In the 2012 presidential election, there were approximately 700,000 votes in New Hampshire, and 430,000 votes in Rhode Island. The LP could win NH with 250,000 votes. The Greens could win RI with less than 200,000.
There is a substantial difference between the two states. New Hampshire is a swing state, while Rhode Island is considered solidly in the Democratic column. It is not clear how this difference would impact the strategy.
On the one hand, it is harder for a third-party candidate to get their message heard in a swing state because of all the major party spending. It may also drive up the cost of advertising and reduce available ad inventory. On the other hand, most of the major party spending is focused on negative advertising, attacking each other. This leaves independent voters desperate for a clean choice. It can also be hoped that the Libertarian candidate would draw from both parties equally, as the LP message pulls from both parties depending on the issue. Thus, for New Hampshire, if the two major party candidates get about 230,000 votes each and the LP candidate gets 250,000, the LP would win NH.
Rhode Island present the other side of this for the Greens.

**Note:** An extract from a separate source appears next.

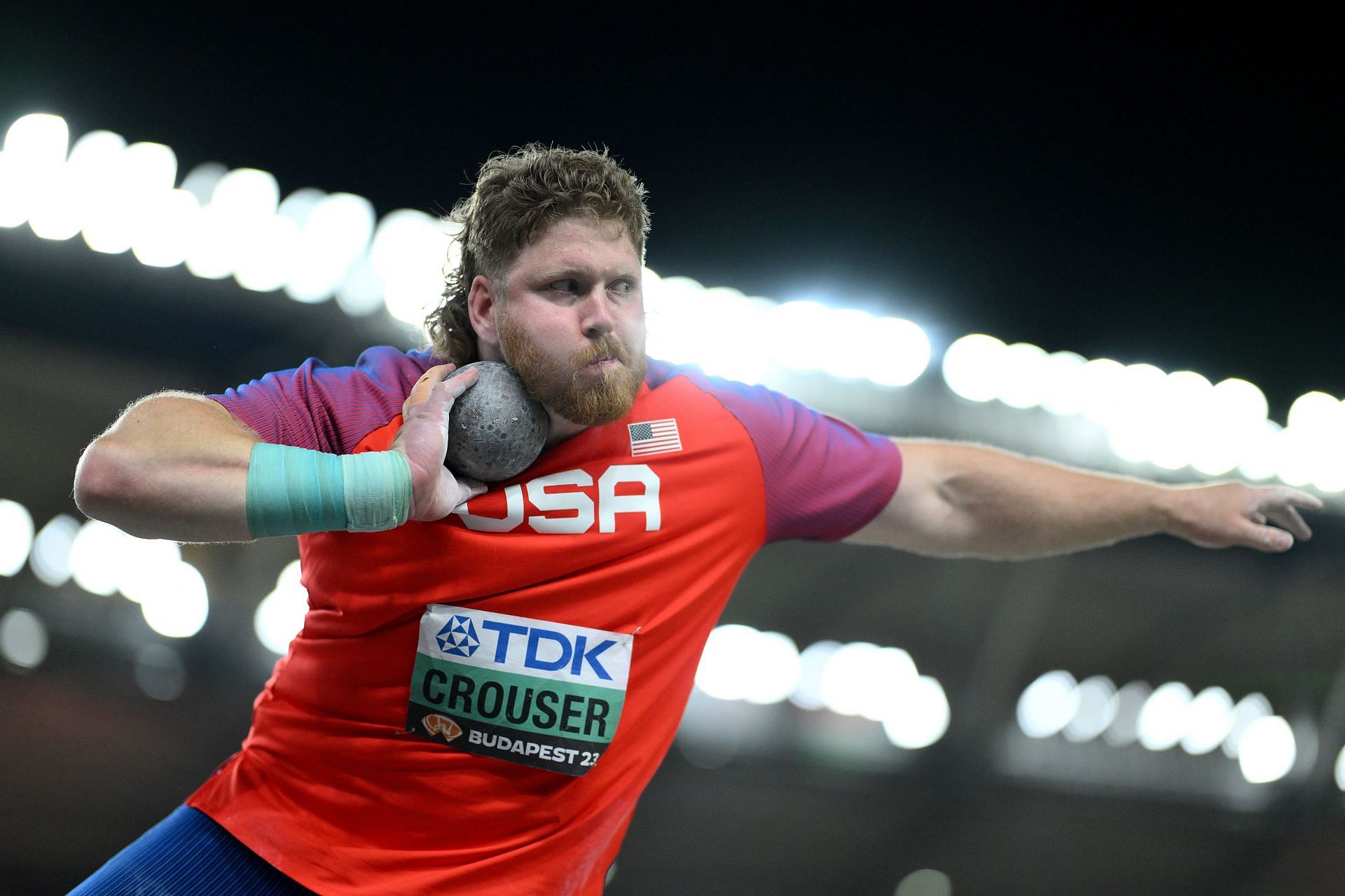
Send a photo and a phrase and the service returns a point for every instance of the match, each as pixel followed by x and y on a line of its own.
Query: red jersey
pixel 475 704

It voted heavily for Obama in 2012. The major party candidates will spend little or nothing in a non-swing state. This reduces competition for ad inventory and hopefully reduces the price the Greens would have to pay for TV and radio spots. The Greens are more likely to draw their votes from the Democrat side, which lines up well with the goal of winning the state by pulling votes from the strongest competitor in that state.
Of course it’s not so simple as to say: “Poof, we’re doing a one-state strategy this time.” Despite their small size, the third parties have their own establishments and parochialism to deal with. Party leadership in states other than the chosen one may resent the focus on that state and the lack of attention to their own state. One would hope that these leaders could see the value in the strategy and “take one for the team.” But that may be an optimistic view of state and local third party leadership.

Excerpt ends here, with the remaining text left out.